Lung is the most common site of metastasis (upto 88%) followed by regional lymph nodes, vertebrae, pleura, skull, parotid gland, diaphragm and liver. Long duration of case, extensive initial disease, mandibular focus of primary tumor, multiple surgical and radiation procedure are associated with high likelihood of developing metastasis.[2] The exact mechanism of metastasis is unclear, the proposed mechanisms are hematogenous route, lymphatic route or due to aspiration of tumor cells in to lung.

Radiologically lung metastasis in ameloblastoma presents as solitary or multiple lung secondaries. Ameloblastoma presenting as cavitating lung secondaries probably not reported previously in literature and the common cause of cavitating lung lesions are primary lung malignancies with squamous histology followed by adeno- and large cell carcinoma.
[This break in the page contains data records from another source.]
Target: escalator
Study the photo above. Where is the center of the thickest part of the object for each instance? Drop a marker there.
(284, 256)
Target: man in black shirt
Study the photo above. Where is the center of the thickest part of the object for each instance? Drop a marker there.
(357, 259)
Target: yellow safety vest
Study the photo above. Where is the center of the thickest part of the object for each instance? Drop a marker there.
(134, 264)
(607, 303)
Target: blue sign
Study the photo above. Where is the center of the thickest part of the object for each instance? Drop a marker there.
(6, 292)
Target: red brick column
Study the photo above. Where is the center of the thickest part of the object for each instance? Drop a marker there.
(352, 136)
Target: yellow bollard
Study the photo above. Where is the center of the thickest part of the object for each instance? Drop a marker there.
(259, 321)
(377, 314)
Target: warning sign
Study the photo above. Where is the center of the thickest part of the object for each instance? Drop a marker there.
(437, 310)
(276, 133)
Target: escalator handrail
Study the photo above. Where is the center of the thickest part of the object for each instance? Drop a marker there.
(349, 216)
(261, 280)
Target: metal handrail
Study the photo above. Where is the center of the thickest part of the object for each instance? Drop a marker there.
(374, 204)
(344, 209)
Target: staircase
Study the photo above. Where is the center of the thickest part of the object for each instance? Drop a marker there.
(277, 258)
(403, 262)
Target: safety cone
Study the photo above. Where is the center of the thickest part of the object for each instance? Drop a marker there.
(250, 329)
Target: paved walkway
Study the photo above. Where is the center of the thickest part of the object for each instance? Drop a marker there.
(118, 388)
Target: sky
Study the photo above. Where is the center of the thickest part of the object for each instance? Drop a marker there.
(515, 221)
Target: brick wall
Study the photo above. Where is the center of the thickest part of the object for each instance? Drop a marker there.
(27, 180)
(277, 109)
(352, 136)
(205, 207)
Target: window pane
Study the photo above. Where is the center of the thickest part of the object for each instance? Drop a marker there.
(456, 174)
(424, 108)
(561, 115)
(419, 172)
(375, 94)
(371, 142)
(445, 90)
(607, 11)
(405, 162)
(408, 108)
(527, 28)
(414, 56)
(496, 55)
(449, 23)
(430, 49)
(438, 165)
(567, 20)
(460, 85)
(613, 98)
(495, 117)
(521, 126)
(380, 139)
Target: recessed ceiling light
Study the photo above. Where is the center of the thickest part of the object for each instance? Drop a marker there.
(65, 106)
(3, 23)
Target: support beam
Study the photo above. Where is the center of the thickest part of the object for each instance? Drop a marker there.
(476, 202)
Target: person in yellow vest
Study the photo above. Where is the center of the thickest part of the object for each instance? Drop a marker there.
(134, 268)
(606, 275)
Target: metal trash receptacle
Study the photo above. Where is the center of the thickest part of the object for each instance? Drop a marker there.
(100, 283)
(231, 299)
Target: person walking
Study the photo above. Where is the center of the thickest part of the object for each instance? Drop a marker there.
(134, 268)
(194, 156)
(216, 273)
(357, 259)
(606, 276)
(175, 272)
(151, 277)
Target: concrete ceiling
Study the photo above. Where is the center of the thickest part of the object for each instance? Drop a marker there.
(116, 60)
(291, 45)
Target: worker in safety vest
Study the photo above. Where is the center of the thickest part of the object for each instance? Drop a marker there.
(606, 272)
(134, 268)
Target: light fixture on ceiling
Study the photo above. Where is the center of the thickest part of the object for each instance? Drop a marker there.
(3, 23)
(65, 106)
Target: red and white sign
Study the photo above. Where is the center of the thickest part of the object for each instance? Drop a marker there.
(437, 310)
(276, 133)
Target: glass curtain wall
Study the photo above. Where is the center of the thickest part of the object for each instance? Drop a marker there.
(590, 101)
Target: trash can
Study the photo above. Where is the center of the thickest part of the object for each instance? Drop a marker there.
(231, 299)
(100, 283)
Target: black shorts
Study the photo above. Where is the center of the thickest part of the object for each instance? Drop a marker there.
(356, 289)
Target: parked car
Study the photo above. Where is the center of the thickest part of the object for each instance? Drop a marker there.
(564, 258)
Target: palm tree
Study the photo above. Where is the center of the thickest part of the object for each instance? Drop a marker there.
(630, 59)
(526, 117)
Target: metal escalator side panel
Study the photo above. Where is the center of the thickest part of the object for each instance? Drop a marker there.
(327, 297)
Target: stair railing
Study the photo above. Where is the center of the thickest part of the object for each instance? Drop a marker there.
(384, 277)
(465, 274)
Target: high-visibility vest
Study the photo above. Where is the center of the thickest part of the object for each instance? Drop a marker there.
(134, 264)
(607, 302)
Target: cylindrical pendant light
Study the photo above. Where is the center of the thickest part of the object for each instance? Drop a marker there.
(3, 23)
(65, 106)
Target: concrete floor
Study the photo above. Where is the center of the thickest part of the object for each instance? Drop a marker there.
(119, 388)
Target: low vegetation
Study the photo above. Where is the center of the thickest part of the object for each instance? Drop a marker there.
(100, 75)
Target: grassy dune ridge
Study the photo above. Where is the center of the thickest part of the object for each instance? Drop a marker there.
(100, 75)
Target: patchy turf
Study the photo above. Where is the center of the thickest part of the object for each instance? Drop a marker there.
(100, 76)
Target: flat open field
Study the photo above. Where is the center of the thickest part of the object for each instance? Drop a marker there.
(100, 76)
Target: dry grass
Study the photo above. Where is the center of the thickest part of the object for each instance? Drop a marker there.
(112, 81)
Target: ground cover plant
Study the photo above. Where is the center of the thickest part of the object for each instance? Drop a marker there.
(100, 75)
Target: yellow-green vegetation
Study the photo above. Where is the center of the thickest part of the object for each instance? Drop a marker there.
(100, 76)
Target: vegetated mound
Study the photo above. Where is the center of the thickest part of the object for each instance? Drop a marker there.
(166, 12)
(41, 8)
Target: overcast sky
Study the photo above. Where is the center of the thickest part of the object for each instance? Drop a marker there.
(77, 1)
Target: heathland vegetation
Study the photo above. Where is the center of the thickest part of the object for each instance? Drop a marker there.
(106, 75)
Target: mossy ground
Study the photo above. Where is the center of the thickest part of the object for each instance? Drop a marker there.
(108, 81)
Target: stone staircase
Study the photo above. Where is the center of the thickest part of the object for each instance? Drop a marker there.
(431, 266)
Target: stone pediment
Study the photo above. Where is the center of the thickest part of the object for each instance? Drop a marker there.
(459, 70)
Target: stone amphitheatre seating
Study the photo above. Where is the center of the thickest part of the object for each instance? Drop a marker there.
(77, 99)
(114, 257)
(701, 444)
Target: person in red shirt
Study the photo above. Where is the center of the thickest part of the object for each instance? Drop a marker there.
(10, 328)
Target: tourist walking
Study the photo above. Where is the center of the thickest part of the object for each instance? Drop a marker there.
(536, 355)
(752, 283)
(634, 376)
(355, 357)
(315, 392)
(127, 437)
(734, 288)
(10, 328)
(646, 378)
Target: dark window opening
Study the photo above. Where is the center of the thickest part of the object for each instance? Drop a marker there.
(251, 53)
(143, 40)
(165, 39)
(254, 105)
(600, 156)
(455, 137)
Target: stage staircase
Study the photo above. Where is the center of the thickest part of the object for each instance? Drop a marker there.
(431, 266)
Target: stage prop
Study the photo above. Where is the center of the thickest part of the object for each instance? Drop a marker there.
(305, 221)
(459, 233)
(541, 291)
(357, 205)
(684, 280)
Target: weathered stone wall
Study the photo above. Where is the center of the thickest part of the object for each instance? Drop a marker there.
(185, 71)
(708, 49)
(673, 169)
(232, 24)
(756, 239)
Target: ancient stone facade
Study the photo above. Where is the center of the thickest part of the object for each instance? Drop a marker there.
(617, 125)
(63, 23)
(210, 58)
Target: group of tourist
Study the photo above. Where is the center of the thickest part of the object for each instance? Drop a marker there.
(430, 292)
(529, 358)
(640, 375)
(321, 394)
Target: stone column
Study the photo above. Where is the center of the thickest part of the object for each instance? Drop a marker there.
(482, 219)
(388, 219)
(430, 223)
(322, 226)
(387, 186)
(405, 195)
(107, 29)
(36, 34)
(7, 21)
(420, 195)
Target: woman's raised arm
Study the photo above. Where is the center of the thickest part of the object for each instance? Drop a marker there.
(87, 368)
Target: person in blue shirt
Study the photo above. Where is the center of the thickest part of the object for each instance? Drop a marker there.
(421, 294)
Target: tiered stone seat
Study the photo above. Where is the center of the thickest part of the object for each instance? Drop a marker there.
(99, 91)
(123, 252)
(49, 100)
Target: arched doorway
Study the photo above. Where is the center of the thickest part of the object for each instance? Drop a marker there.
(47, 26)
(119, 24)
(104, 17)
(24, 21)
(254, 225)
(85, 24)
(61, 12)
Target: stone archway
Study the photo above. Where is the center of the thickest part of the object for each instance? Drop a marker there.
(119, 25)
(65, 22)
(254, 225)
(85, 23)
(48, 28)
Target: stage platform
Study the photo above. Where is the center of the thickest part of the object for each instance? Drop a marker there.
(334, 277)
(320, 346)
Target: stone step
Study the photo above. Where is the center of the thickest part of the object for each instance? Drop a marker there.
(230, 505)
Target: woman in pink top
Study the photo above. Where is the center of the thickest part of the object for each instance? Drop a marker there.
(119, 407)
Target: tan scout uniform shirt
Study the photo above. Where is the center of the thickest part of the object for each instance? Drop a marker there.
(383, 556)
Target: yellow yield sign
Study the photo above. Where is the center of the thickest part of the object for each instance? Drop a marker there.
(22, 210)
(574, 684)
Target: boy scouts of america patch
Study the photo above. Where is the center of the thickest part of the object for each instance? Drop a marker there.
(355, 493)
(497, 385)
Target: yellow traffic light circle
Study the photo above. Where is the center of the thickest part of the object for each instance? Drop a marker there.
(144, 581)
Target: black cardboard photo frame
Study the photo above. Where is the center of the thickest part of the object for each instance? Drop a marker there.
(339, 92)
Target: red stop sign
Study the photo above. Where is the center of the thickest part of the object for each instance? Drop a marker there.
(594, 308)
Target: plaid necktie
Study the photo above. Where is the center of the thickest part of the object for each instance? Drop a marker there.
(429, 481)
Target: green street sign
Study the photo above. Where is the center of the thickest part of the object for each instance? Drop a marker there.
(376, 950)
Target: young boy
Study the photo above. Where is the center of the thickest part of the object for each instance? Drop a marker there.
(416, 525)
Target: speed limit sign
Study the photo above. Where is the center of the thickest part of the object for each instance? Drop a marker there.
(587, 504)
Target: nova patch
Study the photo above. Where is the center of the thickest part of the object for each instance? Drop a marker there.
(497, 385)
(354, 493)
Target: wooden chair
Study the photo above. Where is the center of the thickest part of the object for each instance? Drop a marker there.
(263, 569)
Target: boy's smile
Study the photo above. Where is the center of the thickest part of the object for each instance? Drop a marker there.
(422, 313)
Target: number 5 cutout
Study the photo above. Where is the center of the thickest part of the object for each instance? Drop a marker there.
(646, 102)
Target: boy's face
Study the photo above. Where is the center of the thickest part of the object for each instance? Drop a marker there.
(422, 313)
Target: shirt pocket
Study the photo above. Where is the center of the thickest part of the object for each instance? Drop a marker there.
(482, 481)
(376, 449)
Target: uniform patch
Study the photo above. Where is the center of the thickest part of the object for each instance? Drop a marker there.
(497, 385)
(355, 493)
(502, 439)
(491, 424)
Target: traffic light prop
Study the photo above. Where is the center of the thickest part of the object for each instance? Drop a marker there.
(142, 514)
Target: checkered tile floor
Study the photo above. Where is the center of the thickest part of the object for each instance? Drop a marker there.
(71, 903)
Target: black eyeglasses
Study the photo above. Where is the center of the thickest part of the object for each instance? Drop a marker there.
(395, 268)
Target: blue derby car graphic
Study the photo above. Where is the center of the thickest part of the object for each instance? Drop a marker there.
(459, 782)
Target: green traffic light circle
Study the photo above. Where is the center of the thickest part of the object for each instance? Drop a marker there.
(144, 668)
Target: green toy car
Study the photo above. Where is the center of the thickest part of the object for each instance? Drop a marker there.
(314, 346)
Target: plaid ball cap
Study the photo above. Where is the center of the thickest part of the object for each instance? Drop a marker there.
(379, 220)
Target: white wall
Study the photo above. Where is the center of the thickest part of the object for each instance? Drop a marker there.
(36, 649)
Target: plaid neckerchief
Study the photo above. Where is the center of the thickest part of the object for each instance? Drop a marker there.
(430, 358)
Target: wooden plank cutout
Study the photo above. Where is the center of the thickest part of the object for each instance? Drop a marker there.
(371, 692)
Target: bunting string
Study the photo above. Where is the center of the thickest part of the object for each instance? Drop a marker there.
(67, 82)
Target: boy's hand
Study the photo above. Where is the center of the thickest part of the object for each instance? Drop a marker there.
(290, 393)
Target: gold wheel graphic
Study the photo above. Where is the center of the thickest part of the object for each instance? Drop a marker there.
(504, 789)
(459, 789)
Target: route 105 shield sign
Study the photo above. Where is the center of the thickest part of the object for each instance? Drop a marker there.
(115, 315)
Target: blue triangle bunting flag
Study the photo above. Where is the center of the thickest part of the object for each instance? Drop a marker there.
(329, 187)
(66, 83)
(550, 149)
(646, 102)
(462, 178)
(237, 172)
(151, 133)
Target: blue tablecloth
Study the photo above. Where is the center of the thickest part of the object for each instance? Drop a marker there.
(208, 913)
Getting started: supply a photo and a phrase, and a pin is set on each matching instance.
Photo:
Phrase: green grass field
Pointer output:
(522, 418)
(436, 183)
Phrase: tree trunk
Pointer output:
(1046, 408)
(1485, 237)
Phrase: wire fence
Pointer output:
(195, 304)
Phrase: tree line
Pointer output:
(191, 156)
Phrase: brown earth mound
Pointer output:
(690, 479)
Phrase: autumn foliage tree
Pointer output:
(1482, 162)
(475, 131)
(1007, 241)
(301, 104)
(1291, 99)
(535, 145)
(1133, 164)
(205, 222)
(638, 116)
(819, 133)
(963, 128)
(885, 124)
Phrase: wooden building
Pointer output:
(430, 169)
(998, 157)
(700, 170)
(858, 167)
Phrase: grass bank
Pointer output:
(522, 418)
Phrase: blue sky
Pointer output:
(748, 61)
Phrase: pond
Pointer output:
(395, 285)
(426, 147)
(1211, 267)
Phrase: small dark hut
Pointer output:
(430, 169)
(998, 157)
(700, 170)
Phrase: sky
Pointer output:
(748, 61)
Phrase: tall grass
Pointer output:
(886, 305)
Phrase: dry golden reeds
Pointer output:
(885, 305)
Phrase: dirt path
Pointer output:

Multifocal bronchoalveolar carcinoma can present as multiple cavitating lesions. Metastatic squamous cell carcinoma arising from uterine cervix, larynx, pharynx, and esophagus, adenocarcinoma of colon or rectum, transitional cell carcinoma of bladder and lymphoma especially primary pulmonary are the common causes of lung secondaries with cavitation.[3]

The non-malignant cause of cavitating lung lesions include infections like tuberculosis, atypical mycobacterial infection, Nocardia, Staphylococci, Klebsiella and histoplasmosis. Non-malignant non-infectious causes include immunological conditions like rheumatoid arthritis and Wegner's granulomatosis.[3] We are unable to offer an explanation to this rare phenomeneon of cavitation in ameloblastoma and the matter is left open to the medical fraternity.

Management of lung metastasis is disappointing and the various treatment options available are surgery, chemotherapy and radiotherapy. Surgical removable of operable lesions perhaps often the best treatment especially for peripheral lung metastasis.[4] The optimal surgical approach is controversial, the various options are cryotherapy, enucleation, curettage, electrocautery, wide local excision and marsupialization. The role of chemotherapy and radiotherapy is not well defined. Response to radiotherapy is unpredictable and it is usually used as a palliative modality for patients with inoperable metastatic deposits. While chemotherapy, especially combination chemotherapy had showed reduction in tumor size in limited reports,[5] but in most no improvement was noticed.[6]

In conclusion, we would like to emphasize two observations, first is ameloblastoma should be considered as on the differential diagnosis in patients with pulmonary cavitation and secondly these patients should be kept in close follow-up so that lung dissemination can be detected early and the current treatment of choice (surgery) can be initiated.